Manifesto Corpus

The Manifesto Corpus is a free, digital, multilingual, and annotated collection of electoral programmes. It is based on the collection of the Manifesto Project, comprising the currently largest collection of annotated electoral programmes.

Since the project Manifesto Research on Political Representation (MARPOR) took over the duty to maintain and update the Manifesto Project Dataset from the Comparative Manifestos Project the collection and the coding process were fully digitalised. The big advantage of the digitalisation of the project's infrastructure is the possibility to distribute the text data - machine-readable electoral programmes and the codings of every single quasi-sentence.

The Manifesto Corpus contains three types of information:

  • the machine-readable electoral programmes,
  • the unitising into-quasi sentences and the codes according to the Manifesto Coding scheme,
  • document meta-data such as the party and the election date.

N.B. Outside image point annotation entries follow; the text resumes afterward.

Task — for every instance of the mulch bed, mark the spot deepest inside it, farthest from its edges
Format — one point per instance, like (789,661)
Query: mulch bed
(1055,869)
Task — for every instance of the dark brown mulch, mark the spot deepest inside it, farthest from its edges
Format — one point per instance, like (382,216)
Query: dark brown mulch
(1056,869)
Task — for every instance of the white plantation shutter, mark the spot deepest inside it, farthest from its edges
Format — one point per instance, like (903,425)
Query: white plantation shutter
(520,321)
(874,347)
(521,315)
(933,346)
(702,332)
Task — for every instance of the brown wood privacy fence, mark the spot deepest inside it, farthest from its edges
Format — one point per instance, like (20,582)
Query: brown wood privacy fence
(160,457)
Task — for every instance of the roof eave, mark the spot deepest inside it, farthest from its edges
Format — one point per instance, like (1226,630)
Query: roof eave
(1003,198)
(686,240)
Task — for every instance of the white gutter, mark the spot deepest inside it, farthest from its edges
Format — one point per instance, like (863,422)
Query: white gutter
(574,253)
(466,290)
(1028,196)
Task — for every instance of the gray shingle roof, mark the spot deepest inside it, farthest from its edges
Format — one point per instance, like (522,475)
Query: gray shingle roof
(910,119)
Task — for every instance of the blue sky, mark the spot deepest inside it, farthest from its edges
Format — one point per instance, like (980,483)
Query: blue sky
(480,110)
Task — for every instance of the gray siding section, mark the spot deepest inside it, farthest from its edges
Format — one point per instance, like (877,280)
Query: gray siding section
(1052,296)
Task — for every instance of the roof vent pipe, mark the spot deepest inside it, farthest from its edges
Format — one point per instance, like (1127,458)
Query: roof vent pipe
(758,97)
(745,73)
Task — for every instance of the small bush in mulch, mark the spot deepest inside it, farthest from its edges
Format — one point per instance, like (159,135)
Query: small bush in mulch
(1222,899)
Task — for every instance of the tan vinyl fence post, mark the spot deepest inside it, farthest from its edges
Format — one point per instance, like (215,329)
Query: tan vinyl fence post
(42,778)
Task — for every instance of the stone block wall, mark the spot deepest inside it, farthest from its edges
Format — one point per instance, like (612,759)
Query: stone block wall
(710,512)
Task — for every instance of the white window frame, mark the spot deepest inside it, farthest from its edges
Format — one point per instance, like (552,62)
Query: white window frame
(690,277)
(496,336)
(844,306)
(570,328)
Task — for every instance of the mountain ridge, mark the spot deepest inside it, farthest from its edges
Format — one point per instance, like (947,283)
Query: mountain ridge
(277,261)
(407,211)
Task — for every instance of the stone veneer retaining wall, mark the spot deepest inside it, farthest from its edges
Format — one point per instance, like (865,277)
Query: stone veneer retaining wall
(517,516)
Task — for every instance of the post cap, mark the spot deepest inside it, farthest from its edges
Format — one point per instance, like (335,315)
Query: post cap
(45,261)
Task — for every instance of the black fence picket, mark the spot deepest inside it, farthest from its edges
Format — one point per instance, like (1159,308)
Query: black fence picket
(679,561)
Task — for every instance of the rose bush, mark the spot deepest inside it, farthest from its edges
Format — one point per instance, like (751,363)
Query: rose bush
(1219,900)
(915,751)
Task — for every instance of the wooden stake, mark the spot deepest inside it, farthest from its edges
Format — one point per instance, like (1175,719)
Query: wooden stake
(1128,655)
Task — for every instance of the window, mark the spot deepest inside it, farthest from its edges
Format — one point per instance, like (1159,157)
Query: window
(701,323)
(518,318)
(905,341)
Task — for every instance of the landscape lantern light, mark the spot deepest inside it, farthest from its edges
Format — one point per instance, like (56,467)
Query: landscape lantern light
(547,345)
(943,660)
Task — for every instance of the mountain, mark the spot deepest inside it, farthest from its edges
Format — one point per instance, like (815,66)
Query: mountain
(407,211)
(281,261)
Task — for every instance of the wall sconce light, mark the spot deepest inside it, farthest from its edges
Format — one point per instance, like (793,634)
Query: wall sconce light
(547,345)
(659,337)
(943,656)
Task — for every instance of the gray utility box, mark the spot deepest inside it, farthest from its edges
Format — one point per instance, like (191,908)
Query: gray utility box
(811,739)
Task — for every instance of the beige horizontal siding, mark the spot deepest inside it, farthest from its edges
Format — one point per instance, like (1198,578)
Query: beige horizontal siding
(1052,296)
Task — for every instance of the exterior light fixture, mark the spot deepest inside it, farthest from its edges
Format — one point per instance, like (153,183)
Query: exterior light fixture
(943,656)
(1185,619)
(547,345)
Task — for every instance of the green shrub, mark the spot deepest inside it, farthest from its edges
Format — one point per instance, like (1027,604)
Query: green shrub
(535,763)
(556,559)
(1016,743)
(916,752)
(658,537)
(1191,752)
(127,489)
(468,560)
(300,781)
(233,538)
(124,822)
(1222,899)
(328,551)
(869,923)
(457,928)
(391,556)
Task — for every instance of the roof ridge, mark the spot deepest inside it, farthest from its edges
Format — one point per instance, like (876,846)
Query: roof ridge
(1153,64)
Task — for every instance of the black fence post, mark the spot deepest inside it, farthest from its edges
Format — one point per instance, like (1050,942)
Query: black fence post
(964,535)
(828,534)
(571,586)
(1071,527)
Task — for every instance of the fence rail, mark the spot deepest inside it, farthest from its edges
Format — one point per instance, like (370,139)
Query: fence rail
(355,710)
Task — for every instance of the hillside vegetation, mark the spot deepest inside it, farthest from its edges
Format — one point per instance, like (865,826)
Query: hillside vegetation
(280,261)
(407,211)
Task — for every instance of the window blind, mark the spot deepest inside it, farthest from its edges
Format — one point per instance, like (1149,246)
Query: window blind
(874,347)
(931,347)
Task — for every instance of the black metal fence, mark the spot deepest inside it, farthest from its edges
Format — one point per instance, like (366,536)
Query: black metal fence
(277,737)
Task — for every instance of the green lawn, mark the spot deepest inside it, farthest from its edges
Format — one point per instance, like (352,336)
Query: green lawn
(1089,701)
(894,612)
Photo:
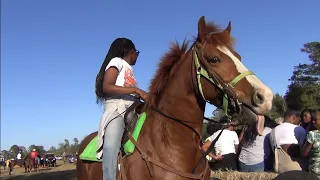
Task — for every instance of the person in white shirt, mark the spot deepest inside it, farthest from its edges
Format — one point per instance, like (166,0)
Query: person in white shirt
(286,141)
(116,88)
(225,148)
(19,156)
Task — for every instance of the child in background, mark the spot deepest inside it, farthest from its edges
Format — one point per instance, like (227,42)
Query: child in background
(312,146)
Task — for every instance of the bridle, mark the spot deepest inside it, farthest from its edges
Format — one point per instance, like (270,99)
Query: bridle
(230,99)
(229,94)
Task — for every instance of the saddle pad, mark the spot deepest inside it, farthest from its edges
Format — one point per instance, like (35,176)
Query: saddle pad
(89,153)
(129,146)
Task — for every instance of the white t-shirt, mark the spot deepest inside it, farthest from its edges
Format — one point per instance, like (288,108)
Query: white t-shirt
(257,151)
(287,133)
(226,143)
(125,77)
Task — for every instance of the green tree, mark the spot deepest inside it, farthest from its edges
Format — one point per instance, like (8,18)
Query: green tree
(304,89)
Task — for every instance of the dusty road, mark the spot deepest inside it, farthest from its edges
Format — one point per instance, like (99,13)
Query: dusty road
(62,172)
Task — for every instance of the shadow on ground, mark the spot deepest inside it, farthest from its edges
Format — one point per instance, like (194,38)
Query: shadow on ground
(60,175)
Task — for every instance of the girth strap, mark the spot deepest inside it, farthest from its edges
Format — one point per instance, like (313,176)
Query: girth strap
(149,160)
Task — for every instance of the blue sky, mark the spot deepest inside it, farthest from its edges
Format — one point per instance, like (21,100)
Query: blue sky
(51,52)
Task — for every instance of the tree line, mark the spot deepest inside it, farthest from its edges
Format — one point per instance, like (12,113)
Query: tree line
(65,146)
(302,92)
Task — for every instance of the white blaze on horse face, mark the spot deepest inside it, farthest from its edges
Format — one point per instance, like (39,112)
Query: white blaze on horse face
(256,84)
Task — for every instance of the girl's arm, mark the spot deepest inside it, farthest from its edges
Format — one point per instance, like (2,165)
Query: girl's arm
(109,87)
(306,149)
(205,147)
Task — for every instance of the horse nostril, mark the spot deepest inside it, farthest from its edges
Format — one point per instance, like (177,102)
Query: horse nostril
(258,98)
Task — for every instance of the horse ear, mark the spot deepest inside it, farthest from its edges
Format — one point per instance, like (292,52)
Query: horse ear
(228,29)
(202,28)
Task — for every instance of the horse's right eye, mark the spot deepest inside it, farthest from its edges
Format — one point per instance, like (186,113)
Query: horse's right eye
(214,60)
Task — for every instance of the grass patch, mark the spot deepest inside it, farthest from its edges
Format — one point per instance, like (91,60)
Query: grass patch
(236,175)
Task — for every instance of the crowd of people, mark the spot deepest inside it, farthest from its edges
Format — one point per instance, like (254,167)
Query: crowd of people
(291,142)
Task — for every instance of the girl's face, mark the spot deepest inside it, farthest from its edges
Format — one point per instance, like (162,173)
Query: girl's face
(306,117)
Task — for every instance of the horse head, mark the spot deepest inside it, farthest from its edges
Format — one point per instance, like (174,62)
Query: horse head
(224,81)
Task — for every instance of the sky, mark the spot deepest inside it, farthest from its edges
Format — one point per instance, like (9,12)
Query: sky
(51,52)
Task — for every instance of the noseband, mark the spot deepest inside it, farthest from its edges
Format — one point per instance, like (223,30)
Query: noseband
(229,94)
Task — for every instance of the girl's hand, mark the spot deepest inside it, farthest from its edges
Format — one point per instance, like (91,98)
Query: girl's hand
(144,95)
(218,157)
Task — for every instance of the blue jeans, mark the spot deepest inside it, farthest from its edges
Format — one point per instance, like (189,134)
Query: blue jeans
(111,146)
(251,168)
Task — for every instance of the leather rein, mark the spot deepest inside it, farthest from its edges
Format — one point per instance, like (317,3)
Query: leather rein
(230,104)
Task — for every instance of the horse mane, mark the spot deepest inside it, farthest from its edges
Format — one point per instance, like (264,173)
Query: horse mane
(167,62)
(175,55)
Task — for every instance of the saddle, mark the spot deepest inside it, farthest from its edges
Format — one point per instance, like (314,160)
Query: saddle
(130,119)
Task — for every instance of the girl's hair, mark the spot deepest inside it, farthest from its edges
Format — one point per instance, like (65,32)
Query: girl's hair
(251,133)
(312,114)
(119,48)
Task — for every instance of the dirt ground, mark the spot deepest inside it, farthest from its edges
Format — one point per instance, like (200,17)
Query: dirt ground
(68,172)
(61,172)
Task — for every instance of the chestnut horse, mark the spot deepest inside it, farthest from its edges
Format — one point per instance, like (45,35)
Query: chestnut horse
(168,146)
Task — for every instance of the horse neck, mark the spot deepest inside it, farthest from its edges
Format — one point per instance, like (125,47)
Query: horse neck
(179,100)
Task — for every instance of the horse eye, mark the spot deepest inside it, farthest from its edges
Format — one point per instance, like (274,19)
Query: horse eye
(214,60)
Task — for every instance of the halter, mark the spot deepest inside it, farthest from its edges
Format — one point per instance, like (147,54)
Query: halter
(227,88)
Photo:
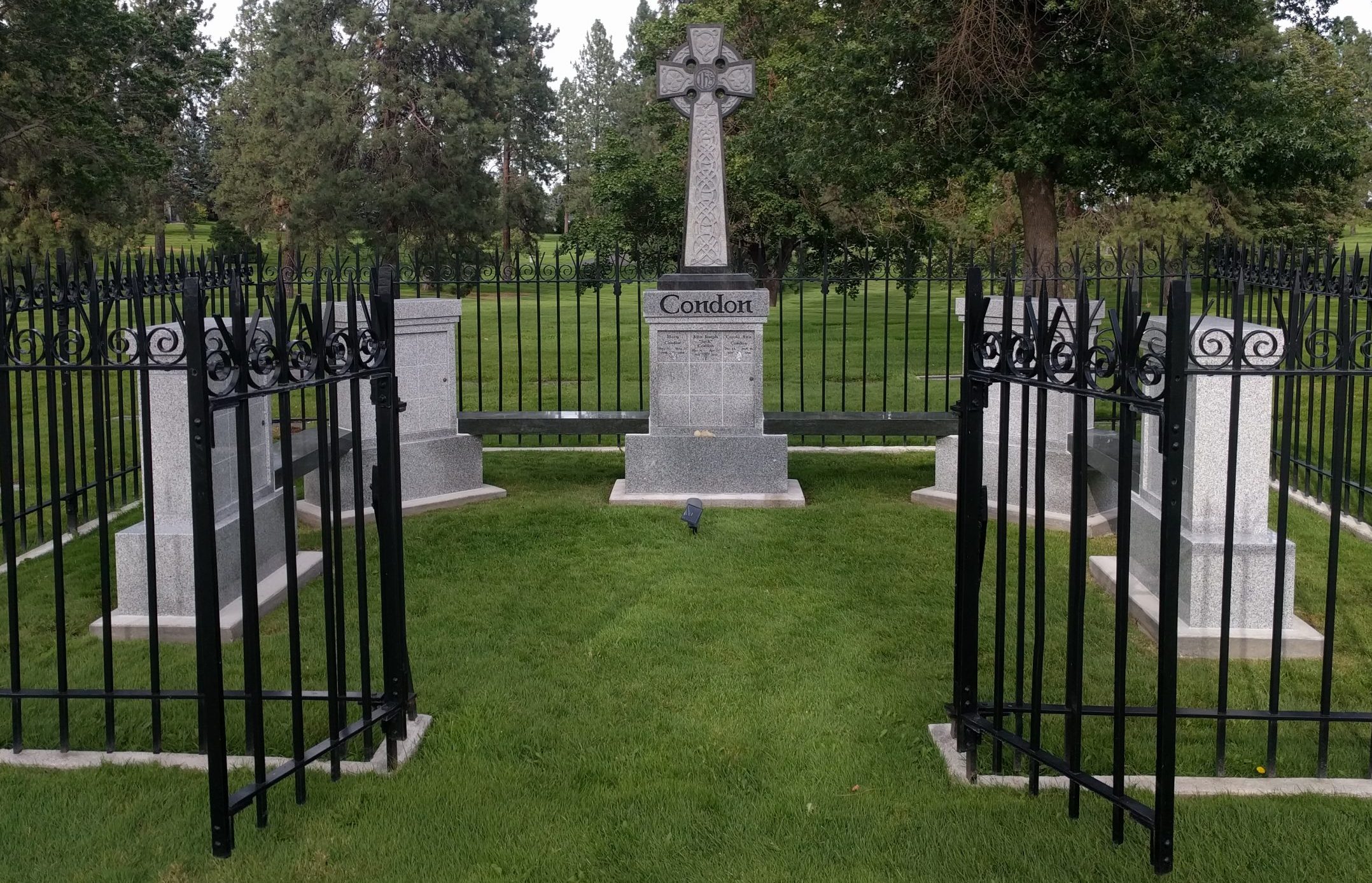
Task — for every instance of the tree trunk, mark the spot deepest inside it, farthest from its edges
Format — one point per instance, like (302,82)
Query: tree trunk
(1039,210)
(505,198)
(776,269)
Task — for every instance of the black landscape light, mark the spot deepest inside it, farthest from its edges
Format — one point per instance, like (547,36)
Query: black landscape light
(692,516)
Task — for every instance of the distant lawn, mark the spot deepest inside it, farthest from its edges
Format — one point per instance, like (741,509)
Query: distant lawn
(619,701)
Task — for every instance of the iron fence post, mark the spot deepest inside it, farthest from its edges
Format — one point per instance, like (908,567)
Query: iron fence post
(1172,442)
(972,505)
(386,504)
(207,651)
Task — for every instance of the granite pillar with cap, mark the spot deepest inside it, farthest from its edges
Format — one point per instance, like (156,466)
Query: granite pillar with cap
(173,539)
(441,466)
(1205,509)
(1021,439)
(706,324)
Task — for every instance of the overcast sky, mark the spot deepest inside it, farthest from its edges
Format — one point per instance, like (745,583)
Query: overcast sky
(573,18)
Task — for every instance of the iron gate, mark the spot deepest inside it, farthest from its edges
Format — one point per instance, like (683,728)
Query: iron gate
(90,349)
(1201,564)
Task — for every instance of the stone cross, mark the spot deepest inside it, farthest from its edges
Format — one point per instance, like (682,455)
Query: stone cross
(707,80)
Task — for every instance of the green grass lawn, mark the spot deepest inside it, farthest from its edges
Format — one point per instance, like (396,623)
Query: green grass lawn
(615,700)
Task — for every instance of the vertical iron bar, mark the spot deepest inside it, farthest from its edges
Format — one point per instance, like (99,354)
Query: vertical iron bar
(207,651)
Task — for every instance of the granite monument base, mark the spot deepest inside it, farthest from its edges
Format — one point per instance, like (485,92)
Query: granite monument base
(174,555)
(1201,586)
(720,471)
(1102,491)
(438,471)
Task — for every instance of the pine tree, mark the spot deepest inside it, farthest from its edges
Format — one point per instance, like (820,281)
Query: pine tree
(88,94)
(587,116)
(290,124)
(384,120)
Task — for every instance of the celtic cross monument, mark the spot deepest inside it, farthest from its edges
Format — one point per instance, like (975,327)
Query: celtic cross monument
(706,323)
(707,80)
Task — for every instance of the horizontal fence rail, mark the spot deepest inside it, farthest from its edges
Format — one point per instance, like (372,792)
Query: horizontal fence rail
(857,332)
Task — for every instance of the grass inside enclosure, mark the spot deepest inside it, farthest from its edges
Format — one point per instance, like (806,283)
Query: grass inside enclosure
(618,701)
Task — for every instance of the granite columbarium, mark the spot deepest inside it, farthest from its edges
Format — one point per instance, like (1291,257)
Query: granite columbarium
(1102,494)
(706,324)
(441,466)
(173,539)
(1205,508)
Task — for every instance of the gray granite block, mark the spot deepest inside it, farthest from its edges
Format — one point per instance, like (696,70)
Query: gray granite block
(706,464)
(431,465)
(1201,576)
(1102,491)
(174,557)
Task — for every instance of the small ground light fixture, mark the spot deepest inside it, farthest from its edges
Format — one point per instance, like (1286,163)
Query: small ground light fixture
(692,516)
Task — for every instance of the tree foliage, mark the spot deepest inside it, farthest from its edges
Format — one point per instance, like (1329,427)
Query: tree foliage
(91,95)
(383,120)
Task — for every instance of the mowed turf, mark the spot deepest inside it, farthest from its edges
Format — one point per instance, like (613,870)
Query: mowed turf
(615,700)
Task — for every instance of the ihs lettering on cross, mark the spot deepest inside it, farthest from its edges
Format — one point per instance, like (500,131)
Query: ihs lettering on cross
(707,80)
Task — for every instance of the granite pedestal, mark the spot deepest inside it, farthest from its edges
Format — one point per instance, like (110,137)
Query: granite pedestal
(441,466)
(1205,506)
(706,408)
(1023,440)
(173,539)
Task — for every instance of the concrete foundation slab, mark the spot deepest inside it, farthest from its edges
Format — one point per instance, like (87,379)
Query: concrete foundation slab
(792,498)
(181,629)
(309,513)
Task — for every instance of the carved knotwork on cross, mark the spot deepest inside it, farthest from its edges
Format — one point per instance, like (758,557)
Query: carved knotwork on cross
(707,80)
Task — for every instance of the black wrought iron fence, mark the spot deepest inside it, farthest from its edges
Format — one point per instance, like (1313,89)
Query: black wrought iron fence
(859,333)
(1253,608)
(127,387)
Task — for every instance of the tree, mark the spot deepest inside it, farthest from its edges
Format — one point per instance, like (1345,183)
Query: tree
(290,125)
(90,92)
(200,72)
(529,150)
(1082,96)
(396,113)
(587,116)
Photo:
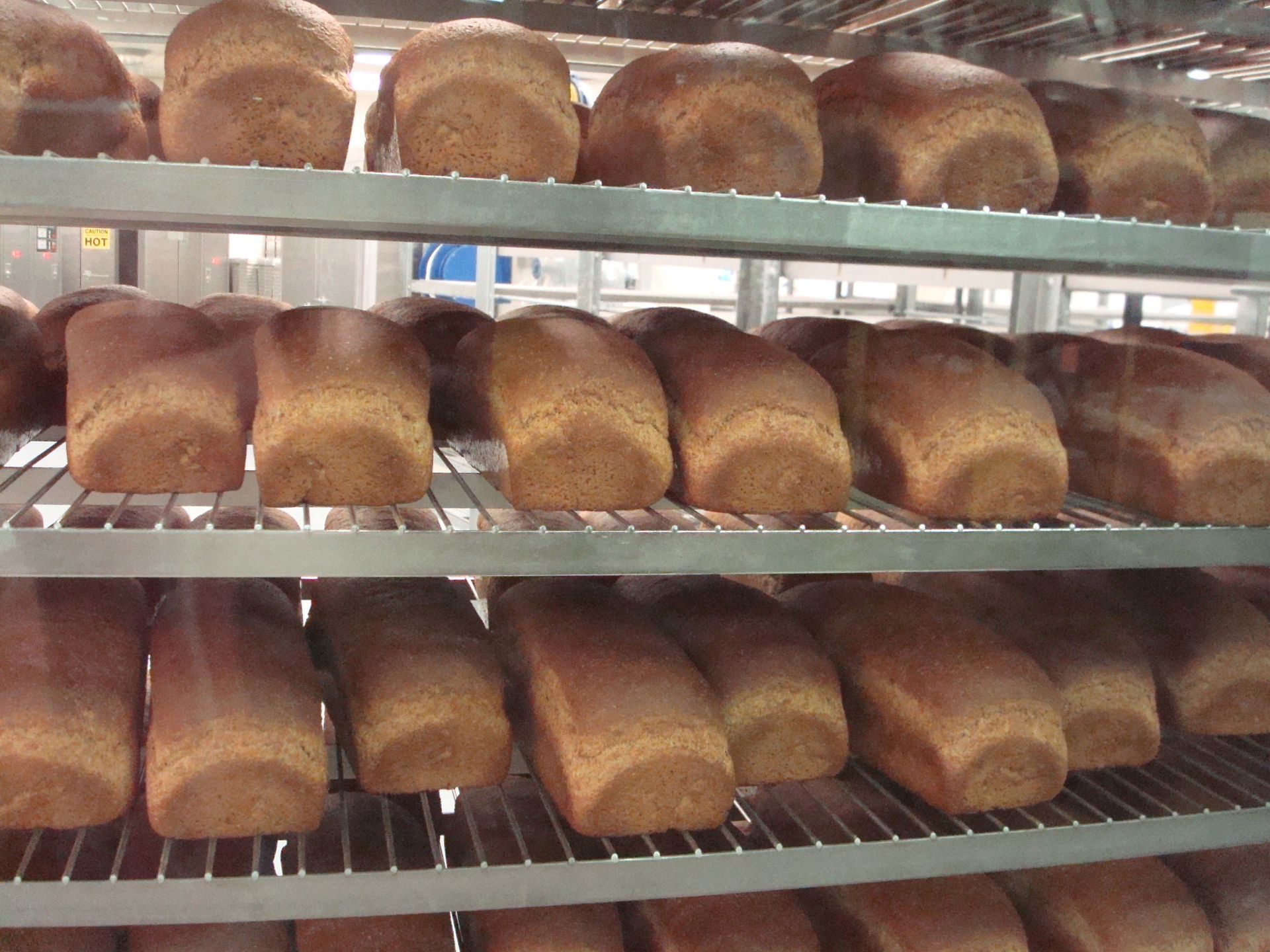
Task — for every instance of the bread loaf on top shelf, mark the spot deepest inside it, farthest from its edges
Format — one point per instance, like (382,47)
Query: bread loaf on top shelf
(153,401)
(753,429)
(479,97)
(1123,154)
(929,128)
(258,80)
(714,117)
(939,702)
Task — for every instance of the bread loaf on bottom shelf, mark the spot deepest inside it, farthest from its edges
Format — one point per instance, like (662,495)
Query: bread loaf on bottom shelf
(947,914)
(622,730)
(1130,905)
(779,690)
(1234,888)
(941,703)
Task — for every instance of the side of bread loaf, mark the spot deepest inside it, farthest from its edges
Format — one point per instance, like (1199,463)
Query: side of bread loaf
(235,744)
(342,415)
(943,705)
(779,690)
(929,128)
(622,730)
(714,117)
(753,428)
(562,414)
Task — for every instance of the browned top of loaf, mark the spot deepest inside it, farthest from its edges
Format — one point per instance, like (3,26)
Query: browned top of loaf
(56,314)
(229,648)
(603,655)
(734,923)
(919,648)
(1136,905)
(527,366)
(921,916)
(308,348)
(233,34)
(439,324)
(709,368)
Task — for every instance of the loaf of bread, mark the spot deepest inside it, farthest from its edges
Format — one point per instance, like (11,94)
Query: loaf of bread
(1240,146)
(342,415)
(737,923)
(1090,653)
(212,937)
(421,687)
(153,403)
(1124,154)
(622,730)
(779,690)
(1130,905)
(235,746)
(941,703)
(367,841)
(1209,647)
(562,414)
(753,429)
(714,117)
(929,128)
(1159,429)
(258,80)
(951,914)
(479,97)
(937,426)
(71,666)
(1234,889)
(63,85)
(440,325)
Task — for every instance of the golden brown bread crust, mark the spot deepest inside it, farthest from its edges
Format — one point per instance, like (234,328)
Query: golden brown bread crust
(622,730)
(939,427)
(1126,154)
(929,128)
(1130,905)
(153,404)
(947,914)
(714,117)
(562,414)
(62,85)
(1234,888)
(342,415)
(258,80)
(939,702)
(70,688)
(1240,146)
(779,690)
(421,687)
(1159,429)
(1089,651)
(736,923)
(753,428)
(479,97)
(235,746)
(440,325)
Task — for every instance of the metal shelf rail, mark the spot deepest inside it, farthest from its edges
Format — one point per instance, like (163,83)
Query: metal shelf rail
(55,190)
(669,539)
(1201,793)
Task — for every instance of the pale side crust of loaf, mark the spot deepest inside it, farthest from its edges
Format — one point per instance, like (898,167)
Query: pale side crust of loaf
(258,80)
(1132,905)
(71,660)
(917,916)
(929,128)
(562,414)
(939,702)
(1234,888)
(714,117)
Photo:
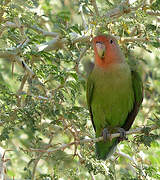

The party and election dates can be used to link the corpus information to the Manifesto Project Main Dataset.

Coverage

The corpus currently covers electoral programmes from more than 50 different countries in more than 35 languages. It contains more than 2300 machine-readable programmes. For more than 1.150 of these, unitising and codings are available as well. These are more than 1,000,000 coded quasi-sentences.

Access

The Corpus is stored in an online database. It can be accessed by four different ways:

  • Explore online: Browse the corpus online in your browser by document or by keyword.
  • Download csv documents: Download individual electoral programmes in .csv format. These are encoded in UTF-8. Make sure to import them correctly. You need to login (or register) to be able to download documents.
  • Access using manifestoR: We offer an R package that facilitates downloading and processing the Manifesto Corpus. It allows bulk downloading several documents at once and transforms the downloaded data into a corpus format. You need an API-key to be able to download documents with manifestoR. Login and create the key on your profile page.
  • Access using manifestata: We offer a stata add-on that facilitates downloading and processing the Manifesto Corpus. It allows bulk downloading several documents at once. You need an API-key to be able to download documents with manifestoR. Login and create the key on your profile page.
  • Access via API: You are a programmer and would like to have direct access to our database? Our API returns all data in our database in a standardised JSON format. You need an API-key to be able to use the API. Login and create the key on your profile page.

Versions and Replication

We regularly update, correct and extend the Manifesto Corpus. To ensure that analyses with the corpus can be reproduced later, we save and distribute older versions of the Manifesto Corpus. When using manifestoR you can choose to download specific corpus versions. If you want to make sure that your work can be replicated later, note the version number you are working on.

Document meta information

The Manifesto Corpus contains document meta information for the following aspects. Note that this information cannot be accessed via the website, but only via manifestoR or the API.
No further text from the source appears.